3 Books, 3 Scholars Monday 15th December 2008 – Emeritus Prof. Brian Halton, Edmund King, Christine McCarthy

Emeritus Professor Brian Halton, School of Chemical and Physical Sciences
Portraits of Assoc. Prof. W.E. (Ted) Harvey

University archives: VUCP00014 (photographic prints collection, ref. VUW 2/164) and VUWI00135 (photographic proofs collection, no. 785)

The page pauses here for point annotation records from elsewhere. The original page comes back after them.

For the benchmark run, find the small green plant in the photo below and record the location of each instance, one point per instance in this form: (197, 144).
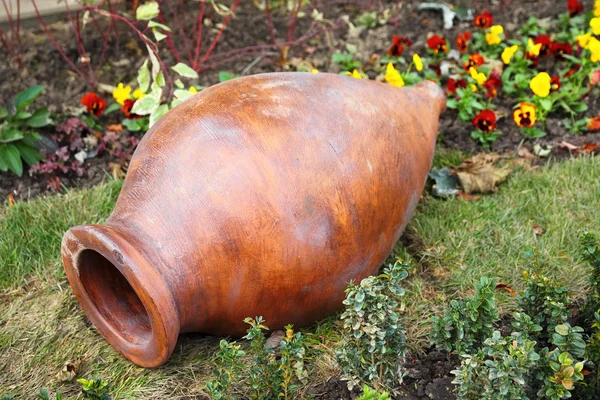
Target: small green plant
(373, 343)
(17, 131)
(469, 321)
(228, 366)
(96, 389)
(275, 375)
(370, 394)
(346, 59)
(498, 370)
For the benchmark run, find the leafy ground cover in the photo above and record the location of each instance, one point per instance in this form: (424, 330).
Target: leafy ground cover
(450, 243)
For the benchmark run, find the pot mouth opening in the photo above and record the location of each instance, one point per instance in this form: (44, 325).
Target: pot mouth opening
(114, 298)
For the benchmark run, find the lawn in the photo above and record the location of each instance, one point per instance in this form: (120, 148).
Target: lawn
(451, 243)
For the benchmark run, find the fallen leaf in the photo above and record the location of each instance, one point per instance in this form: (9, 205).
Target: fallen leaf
(69, 371)
(479, 175)
(274, 340)
(466, 196)
(445, 184)
(509, 289)
(118, 128)
(538, 230)
(115, 170)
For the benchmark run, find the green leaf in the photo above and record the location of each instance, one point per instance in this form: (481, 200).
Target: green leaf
(112, 108)
(157, 113)
(27, 96)
(31, 155)
(185, 71)
(145, 105)
(147, 11)
(40, 118)
(11, 156)
(10, 134)
(144, 77)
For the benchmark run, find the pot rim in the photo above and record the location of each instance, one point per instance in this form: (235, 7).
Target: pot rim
(145, 280)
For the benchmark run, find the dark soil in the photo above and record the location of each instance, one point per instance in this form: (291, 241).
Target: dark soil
(428, 377)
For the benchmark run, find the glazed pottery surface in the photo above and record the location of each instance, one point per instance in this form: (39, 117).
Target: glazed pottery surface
(263, 195)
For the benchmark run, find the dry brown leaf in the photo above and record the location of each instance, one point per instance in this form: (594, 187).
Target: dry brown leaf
(479, 175)
(69, 371)
(538, 230)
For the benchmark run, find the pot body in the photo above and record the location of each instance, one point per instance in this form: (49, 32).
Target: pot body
(263, 195)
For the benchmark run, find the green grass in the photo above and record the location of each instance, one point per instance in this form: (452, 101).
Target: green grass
(451, 242)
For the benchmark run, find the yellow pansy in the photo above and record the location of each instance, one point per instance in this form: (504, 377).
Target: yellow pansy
(493, 36)
(508, 53)
(583, 40)
(354, 74)
(540, 84)
(594, 47)
(479, 77)
(122, 93)
(418, 62)
(392, 76)
(533, 49)
(595, 25)
(138, 94)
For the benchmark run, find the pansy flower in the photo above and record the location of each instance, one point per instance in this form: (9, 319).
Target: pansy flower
(554, 83)
(546, 43)
(494, 35)
(559, 49)
(454, 84)
(94, 103)
(397, 47)
(122, 93)
(540, 84)
(485, 121)
(474, 61)
(483, 20)
(524, 116)
(392, 76)
(575, 7)
(462, 41)
(493, 84)
(437, 44)
(126, 108)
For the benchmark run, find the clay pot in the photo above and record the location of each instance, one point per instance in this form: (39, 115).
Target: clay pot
(263, 195)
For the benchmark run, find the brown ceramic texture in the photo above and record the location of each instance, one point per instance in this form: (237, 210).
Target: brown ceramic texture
(263, 195)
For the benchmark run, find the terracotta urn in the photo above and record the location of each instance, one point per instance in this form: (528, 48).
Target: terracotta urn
(263, 195)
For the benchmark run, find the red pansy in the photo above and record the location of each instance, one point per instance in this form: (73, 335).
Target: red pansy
(558, 49)
(462, 41)
(485, 121)
(437, 44)
(454, 84)
(575, 7)
(483, 20)
(397, 47)
(474, 61)
(492, 84)
(94, 103)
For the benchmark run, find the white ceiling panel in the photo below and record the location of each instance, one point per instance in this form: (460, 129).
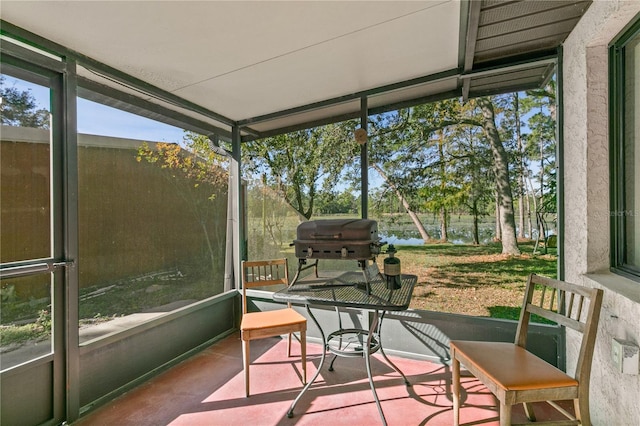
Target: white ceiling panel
(243, 59)
(270, 64)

“Ted Harvey was the ‘tough-talking’ Associate Professor of Chemistry who went on to serve as University Registrar from 1977 until his retirement in 1989. Sadly, the occasion for this research was to accompany obituaries in VicNews and Chemistry in New Zealand.”
Edmund King, NZETC
“Lacking a developed sense of cultural nationalism”?

Edmund King

The ships of Tarshish : a sequel to Sue’s Wandering Jew / by Mohoao [Fairburn, Edwin, 1827-1911].
Publisher: London : Hall ; Auckland, N.Z. : Upton & Co., Booksellers, 1867 [i.e. 1884]
Description: [4] p., 32, 104 p., [4] leaves of plates : facsims., plans; 21 cm.
Callmark: PR9698 F164 S; &  also www.nzetc.org/tm/scholarly/tei-FaiShip

“Although it was the first novel written by a New Zealand-born author, Edwin Fairburn’s Ships of Tarshish (1867) certainly provides little support for a cultural-nationalist literary agenda. Set mostly in and around London and advertising itself as a sequel to Eugene Sue’s The Wandering Jew, Fairburn’s eccentric novel seems, at first glance, largely concerned with British naval policy. Yet, I argue, The Ships of Tarshish and its pamphlet-sized sequel The Ships of the Future (1889) reveal much about Victorian imperial ideology and its influence on settler identity.”
Christine McCarthy, Senior Lecturer, School of Architecture
Wallpapers

From the collection of Martin Hill, part of the recently established Architecture and Design Collected Archives 

The Martin Hill collection included c500 samples of wallpaper collected from houses throughout central New Zealand, 700 rolls of wallpaper recovered from the belongings of two Wairarapa painters & decorators of the 1920’s, and several books containing 1000 samples of wallpaper from the 1900’s.
Much of this material is yet to be processed, but it will form a rich primary resource for research, as Mr Hill documented the addresses, dates and order of wallpaper layers from specific houses.